» » ∙ Rosa ∙ « «
Rosa is the leader of a women’s cooperative in San Juan La Laguna that uses purely natural ingredients to create their handmade items. Passed down from her grandmother, these ancient techniques use plants to dye the cotton fabric making Rosa's items 100% organic and eco-friendly. Rosa has joined with other women of the Mayan Tzu’tujil community to keep this beautiful traditional art alive.
» » ∙ Don Vicente ∙ « «
Don Vicente and his family have a quaint home workshop and local storefront in Panajachel. He and his wife have unique designs that they elaborate together. Using all traditional techniques, Don Vicente and his family create backpacks, weekenders, tote bags and bucket purses with Mayan textiles and are passing this artisan culture down to their children.
» » ∙ María ∙ « «
Maria creates her magnificent handicrafts in San Antonio Palopó with a group of female weavers.

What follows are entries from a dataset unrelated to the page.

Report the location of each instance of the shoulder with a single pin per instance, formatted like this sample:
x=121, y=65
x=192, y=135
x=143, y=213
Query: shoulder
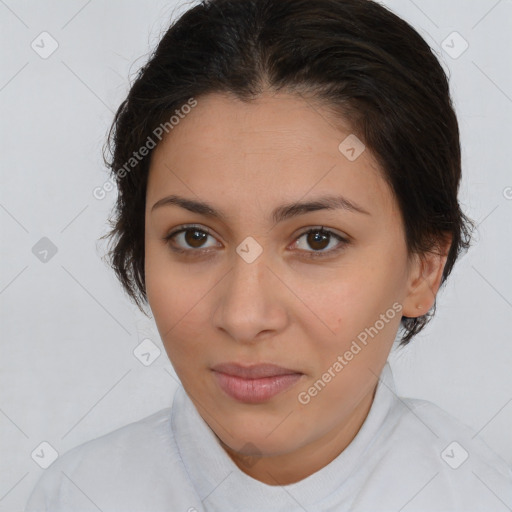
x=428, y=449
x=117, y=467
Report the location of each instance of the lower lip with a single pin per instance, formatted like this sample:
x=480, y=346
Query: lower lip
x=255, y=390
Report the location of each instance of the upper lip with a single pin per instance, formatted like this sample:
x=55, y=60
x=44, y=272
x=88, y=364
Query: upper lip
x=256, y=371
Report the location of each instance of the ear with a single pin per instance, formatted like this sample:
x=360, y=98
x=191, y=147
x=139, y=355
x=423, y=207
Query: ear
x=425, y=274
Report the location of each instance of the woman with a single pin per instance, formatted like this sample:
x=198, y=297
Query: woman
x=288, y=174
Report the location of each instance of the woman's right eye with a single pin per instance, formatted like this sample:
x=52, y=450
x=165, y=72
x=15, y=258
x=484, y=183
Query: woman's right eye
x=189, y=239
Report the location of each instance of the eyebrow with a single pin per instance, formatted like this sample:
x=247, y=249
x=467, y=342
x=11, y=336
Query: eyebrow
x=279, y=214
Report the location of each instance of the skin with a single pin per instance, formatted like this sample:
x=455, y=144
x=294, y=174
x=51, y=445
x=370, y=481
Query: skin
x=245, y=159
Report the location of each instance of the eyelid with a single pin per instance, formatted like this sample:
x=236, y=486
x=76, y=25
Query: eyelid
x=343, y=240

They travel every day by public transport to get to Panajachel to sell their handmade items in the larger market here. Without a stand or locale, Maria carries most of her items on her head and walks the streets looking for buyers. We love working with María because she's always eager to share new ideas and create beautiful custom products for our clients!
» » ∙ Juana ∙ « «
Juana is the leader of a women’s cooperative in the small Mayan village of El Triunfo in the western highlands of Guatemala. Juana and all the women in her cooperative are mothers eager to send their children to school to make a better life for them. Most do not leave their village or speak Spanish, so your purchase provides these female weavers with a dignified job opportunity to help break the cycle of poverty.
» » ∙ Lydia ∙ « «
Originally from the village of Chichicastenango, Lydia and her family have been sourcing traditional textiles for years. Speaking the indigenous language K'iche', Lydia maintains her culture proudly and is passing that on to her children. Her unique collection embraces the numerous Mayan villages around all of Guatemala and she is thrilled to share it with you!
» » ∙ Teresa ∙ « «
Teresa, along with a few other indigenous women in Santa Catarina, started an artisan group to support their growing families. They successfully adapted to the oversaturated Guatemala tourist market by designing a completely new product--her gorgeous woven greeting cards. The whole family helps sell their products in Panajachel--Teresa’s clever kids have picked up some English through their interactions with foreigner visitors here.